The virus has a pretty complicated origin, but we first see it through Beth (Gwyneth Paltrow), a woman who travels from Hong Kong to her Minneapolis home, while making a quick stop in Chicago to cheat on her husband. A few days later, she’s dead. A few hours later, her son is dead too.

Her husband, Mitch (Matt Damon), turns out to be one of the few who is naturally immune to the virus. So even with his wife and son dead and the ugly truth of his marriage essentially exposed, he at least doesn’t have to worry about himself and can focus on protecting his teenage daughter.

Good tradeoff, I guess.

That’s just the beginning. “Contagion” follows an ensemble of characters who, like the virus, are spread throughout the world. Among them are Ellis Cheever (Lawrence Fishburne), a top dog at Atlanta’s Center for Disease Control; Alan Krumwiede (Jude Law), a muckraking blogger who believes he’s found a homeopathic cure for the virus and a corporate conspiracy to withhold it; Leonora Orantes (Marion Cotillard) a public health investigator at the World Health Organization who ends up in a different conspiracy; and Erin Mears (Kate Winslet), a doctor working for Cheever, trying to track the virus across America.

Each of these plot threads encompasses a different side of the epidemic terror —  the paranoia, the public reaction or the failure of science in the face of this new disease. They also, progressively, dilute the story’s power. An entire film could have been focused on any one of these stories. Without that focus, it becomes increasingly difficult to actually get invested in any of these characters.
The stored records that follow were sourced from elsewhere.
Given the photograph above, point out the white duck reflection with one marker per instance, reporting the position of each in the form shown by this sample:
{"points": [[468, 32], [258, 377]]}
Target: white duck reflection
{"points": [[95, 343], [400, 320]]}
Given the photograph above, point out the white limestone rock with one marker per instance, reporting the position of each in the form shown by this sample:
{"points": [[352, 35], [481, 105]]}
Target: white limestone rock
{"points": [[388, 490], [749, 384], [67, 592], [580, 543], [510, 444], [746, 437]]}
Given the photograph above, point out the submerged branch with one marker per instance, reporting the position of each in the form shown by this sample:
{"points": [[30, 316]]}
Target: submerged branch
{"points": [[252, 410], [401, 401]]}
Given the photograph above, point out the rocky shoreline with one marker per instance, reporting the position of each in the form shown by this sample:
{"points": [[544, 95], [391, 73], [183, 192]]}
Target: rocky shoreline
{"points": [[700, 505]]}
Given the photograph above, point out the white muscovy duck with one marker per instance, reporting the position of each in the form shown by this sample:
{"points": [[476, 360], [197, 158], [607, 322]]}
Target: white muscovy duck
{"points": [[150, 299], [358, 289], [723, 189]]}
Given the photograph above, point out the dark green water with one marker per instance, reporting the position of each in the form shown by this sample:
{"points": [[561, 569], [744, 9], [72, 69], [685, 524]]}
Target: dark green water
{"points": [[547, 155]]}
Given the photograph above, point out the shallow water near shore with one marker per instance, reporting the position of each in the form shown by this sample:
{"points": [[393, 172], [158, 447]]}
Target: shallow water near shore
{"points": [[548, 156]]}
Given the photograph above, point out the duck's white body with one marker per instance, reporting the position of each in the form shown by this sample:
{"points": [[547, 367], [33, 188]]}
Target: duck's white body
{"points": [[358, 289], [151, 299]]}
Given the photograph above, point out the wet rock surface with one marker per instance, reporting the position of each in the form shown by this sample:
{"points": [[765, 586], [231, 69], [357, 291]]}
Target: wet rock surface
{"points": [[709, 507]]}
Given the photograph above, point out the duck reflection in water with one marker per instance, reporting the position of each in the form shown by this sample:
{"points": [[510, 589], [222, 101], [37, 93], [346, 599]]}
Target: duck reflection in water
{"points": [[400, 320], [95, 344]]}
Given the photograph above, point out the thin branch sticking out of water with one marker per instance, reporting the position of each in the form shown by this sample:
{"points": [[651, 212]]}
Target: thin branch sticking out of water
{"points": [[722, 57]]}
But that’s just part of the real problem here: For a film about a viral infection and global epidemic, “Contagion” never really picks up. Yes, it’s a very reserved and methodical film. But the longer the film remains so reserved and methodical in the face of escalating fear, the less compelling it becomes.

“Contagion” becomes a cold and disengaging experience as it drags along.  What starts off as a fascinating, slow-building terror eventually feels like an apathetic apocalypse.

However, that might just be Soderbergh’s greater purpose. Despite its meticulous style, “Contagion” doesn’t exactly try to be an intellectual experience — there are no speeches, no grand revelations, no life lessons that emerge from the catastrophe. Instead, there are two things that are masterfully sustained through the film: the underlying terror of the whole situation and the obsessive focus on the minutiae of human interactions.

If “Contagion” gets you to think about anything, it will be the tiny, forgettable interactions we have every day that could, plausibly, lead to an epidemic.

So, for all of the film’s narrative threads and globe-spanning characters, these feel secondary to its most basic premise: Wash your hands before you touch your face.

Grade: B-

Silverstein is a member of the class of 2013.